Chinese New Year is a colourful time of celebrations, music, dragons, lanterns and luck money. The celebrations in London are a haven for culture and tradition and the joint second largest celebration outside of Asia.
2017 is the year of the Rooster, children who will be born in the new year, as well as those born in 1957, are fire roosters – said to be responsible and trustworthy with a good sense of timekeeping.
In London on the 29th Jan, a parade kicked off at 10 am from Trafalgar Square and circulated central London. This year Trafalgar Square boasted a stage, performances, food and stalls.
For students (especially those with travel cards) this is an excellent opportunity to experience Chinese culture and bag a day out in central for minimal buck. As an advocate for stepping out of your comfort bubble and exploring London, Chinese New Year is a great starting point, though from my experience, requires a bit of planning first.
1. Dress Appropriately
Sadly, this is London in January and caught up in the excitement I had nonchalantly neglected waterproof gear. Even in the high spirits of Chinese new year, it is always a bummer traipsing around with mascara running down your face and clothes squelching as you walk.
Do participate in the traditions, however! It is said that wearing particular colours such as red can bring you luck; red is also said to scare off the mythical monster Nian.
2. Get there early
Thousands swamp China Town and Trafalgar square. I arrived around 12 pm and had to queue for the Trafalgar festivities for 30minutes only to be stood at the back of the crowds with this being my best view of the performances;
China town was a stampede! And I never did make it down the main road.
In relation to the parade, better to be there at the start, rather than wandering around central London looking for it later on as I did. This year the only information I could find short notice of the route was that it starts in Trafalgar and ‘travels around central’ ending in Chinatown.
3. Book restaurants in advance
If you’re looking to trial China towns excellent cuisine, unless you want to queue outside in the cold for a possibility of a space, best to book a table beforehand. China town is busy busy busy and everyone is looking to eat Chinese food.

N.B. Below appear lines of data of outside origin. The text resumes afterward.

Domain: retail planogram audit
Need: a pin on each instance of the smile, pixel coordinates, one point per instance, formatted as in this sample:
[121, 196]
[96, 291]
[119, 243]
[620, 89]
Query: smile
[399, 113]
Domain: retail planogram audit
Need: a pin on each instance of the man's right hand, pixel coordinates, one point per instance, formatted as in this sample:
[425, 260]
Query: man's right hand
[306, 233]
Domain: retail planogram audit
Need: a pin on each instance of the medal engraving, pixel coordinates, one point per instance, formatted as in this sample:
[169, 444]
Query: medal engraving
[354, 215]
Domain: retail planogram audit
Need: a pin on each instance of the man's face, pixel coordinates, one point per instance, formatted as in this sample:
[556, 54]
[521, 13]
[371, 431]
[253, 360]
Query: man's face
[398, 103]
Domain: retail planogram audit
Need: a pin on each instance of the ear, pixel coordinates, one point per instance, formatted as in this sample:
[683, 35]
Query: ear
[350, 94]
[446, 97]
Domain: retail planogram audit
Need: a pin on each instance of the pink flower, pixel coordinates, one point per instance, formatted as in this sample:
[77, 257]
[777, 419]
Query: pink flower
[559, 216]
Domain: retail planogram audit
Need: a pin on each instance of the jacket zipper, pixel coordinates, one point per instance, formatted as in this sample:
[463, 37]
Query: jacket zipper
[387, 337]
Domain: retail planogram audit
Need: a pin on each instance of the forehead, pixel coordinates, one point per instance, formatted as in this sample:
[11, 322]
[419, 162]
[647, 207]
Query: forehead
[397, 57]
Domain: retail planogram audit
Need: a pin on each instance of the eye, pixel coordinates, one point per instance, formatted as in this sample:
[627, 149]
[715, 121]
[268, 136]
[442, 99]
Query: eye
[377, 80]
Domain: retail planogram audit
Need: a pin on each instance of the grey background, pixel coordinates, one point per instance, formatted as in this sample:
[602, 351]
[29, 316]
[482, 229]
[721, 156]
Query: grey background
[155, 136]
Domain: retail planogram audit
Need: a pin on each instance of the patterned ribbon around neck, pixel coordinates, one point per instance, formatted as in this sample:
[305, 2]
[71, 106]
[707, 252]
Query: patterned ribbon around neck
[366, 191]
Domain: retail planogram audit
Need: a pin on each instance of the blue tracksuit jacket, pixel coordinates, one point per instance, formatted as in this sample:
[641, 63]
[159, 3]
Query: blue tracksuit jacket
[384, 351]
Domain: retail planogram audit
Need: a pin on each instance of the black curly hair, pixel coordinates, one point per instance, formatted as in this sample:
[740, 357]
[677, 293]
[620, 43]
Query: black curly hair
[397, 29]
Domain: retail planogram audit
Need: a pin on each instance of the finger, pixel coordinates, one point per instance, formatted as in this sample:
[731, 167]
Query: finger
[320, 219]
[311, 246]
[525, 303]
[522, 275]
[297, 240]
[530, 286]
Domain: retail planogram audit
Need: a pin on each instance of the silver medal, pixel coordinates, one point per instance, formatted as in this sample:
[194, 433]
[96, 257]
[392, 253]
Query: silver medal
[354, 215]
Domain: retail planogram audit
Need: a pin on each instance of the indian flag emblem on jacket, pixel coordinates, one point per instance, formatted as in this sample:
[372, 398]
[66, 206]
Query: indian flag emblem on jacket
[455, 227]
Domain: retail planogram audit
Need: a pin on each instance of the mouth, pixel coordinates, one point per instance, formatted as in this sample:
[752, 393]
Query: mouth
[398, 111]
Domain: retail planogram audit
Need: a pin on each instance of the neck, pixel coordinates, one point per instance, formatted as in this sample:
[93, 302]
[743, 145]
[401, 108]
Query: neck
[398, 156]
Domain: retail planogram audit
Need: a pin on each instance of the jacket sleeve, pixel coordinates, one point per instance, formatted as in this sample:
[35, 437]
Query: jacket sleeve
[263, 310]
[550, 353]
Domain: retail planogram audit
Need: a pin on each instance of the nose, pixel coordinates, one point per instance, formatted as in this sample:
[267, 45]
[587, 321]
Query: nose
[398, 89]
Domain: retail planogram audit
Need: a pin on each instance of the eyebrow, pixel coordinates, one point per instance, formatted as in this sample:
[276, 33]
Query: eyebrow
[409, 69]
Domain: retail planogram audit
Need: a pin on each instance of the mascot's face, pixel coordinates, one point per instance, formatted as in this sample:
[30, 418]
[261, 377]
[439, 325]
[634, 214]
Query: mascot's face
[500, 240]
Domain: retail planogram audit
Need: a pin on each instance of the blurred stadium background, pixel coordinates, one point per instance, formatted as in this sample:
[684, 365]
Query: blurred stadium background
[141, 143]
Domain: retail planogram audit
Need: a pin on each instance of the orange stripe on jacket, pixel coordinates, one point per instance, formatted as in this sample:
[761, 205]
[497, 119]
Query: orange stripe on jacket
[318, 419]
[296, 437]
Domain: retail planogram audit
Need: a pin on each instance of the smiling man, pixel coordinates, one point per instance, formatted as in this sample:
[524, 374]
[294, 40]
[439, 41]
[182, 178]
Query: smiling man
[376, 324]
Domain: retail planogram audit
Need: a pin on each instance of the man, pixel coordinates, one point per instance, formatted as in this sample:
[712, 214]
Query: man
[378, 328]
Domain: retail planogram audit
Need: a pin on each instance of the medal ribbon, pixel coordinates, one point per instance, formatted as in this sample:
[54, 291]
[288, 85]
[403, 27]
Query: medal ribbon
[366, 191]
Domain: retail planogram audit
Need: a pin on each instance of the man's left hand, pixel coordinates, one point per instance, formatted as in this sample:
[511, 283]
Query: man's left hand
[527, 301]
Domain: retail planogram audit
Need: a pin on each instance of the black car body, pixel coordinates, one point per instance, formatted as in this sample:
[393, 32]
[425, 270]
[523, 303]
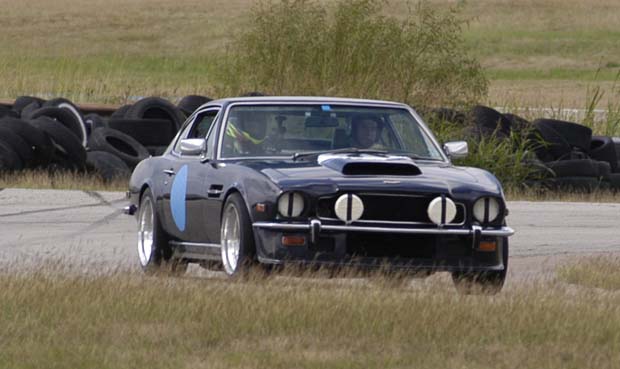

Time out London has some great recommendations for the best restaurants.
4. Immerse yourself
It will always be more interesting to read around the event and learn about the culture then it is to just queue up to see a dancing dragon (which is still a laugh). The theme of London celebrations this year is celebrating the past and present in Chinese culture – ‘China: Today & Yesterday’.
Definitely stick a date in your calendar for Chinese New Year next year and be sure to take a look at all seasonal festivities in London and embrace urban life. Living in a big city can ironically leave you feeling a bit lonely and scare you into hermit habits. Lack of money can also be a restriction though gigs, cocktails and clubs aren’t all London has to offer. Check out the museums, the parks and subscribe to places like Dojo , Fever , Yplan and Time Out who are always sharing free events. It isn’t always lame and if anything a good opportunity to take selfies. These 4 rules tend to apply to most events in London so just show up early, prepared and open minded and London won’t seem so bleak and daunting.